The statement is insightful, powerful, and empowering. It deserves repetition and popularization. The author was Graham Moore. Moore received an Academy Award and a Golden Globe for his screenplay of Imitation Game. He understood Turing.
“I had been this huge computer nerd my entire life. I went to space camp and computer programming camp. I was that kid. From a very young age, I knew about the legend of Alan Turing - among awkward, nerdy teenagers, he is a patron saint. He never fit in, but accomplished these wonderful things, as part of a secret queer history of computer science. And so I always dreamt of writing something about him, and I thought that there had never been a proper narrative treatment of his life, that he deserved. I by chance met the producers of the film at a party, and one of them told me they had optioned a biography. When I asked who it was, they said, 'it's a mathematician that you've never heard of.' When they told me it was Alan Turing, I almost tackled them, and I told them I'd do anything to write this film, I'd write it for free. It was all about luck and passion. That is how it started, and I felt that everyone else involved was just as committed to the story.” -- Graham Moore via IMDB at https://www.imdb.com/name/nm2441699/
Dermot Turing has developed an interest in his uncle’s work, publishing several books about the wartime projects at Bletchley Park. I bought two of them through Amazon UK. For myself, that was evocative on several levels.

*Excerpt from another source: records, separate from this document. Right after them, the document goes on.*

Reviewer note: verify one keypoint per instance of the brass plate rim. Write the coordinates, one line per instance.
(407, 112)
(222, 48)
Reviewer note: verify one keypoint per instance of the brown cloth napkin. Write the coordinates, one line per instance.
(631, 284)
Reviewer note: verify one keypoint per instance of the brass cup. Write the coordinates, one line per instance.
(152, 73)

First, I am a globalist and I love global commerce. Unlike my conservative comrades who have fallen into the abyss of nationalism, I find an overarching vista in Ayn Rand’s warnings against the Balkanization of western society. (See the Ayn Rand Institute here.) To be able to buy a product from across the Atlantic ocean with a few clicks is a tribute to human ingenuity in a open market.
Second, my money was exchanged from dollars to pounds automatically and at a trivial cost. On the one hand a global society needs a global currency. On the other hand, an open market allows a plethora of monetary media. Friedrich A. Hayek called gold “the wobbly anchor.” (On NecessaryFacts here.) At the American Numismatic Association convention in Chicago in 2019, I spoke on the future of money and predicted a world coming soon with personal currencies. (See a version on Necessary Facts here.) During the Middle Ages, bankers rationalized the variegated fabric of local coinages with an abstract system of “pounds-shillings-pence”; and when they met at great fairs, using the new Arabic numbers and algebraic methods, they cleared their books without ever touching a coin.
Third, the transaction was secured with public key cryptosystems. Software agents shook hands and established trust in order to safely carry my money and order the transport of the seller’s product.
A final note on Turing from Turing: “One scene in the movie which had puzzled me is the one where a young Alan Turing is pinned beneath the floorboards at his boarding-school and jumped on by his schoolmates. That’s bizarre, in many ways, not least because there is no evidence that Turing was bullied at school, and certainly none in Hodges’s book. Oho, it turns out that this scene is lifted from another book altogether – A Madman dreams of Turing machines, a novel by Janna Levin. So what started as fiction has been recycled as biography.” – Sir John Dermot Turing.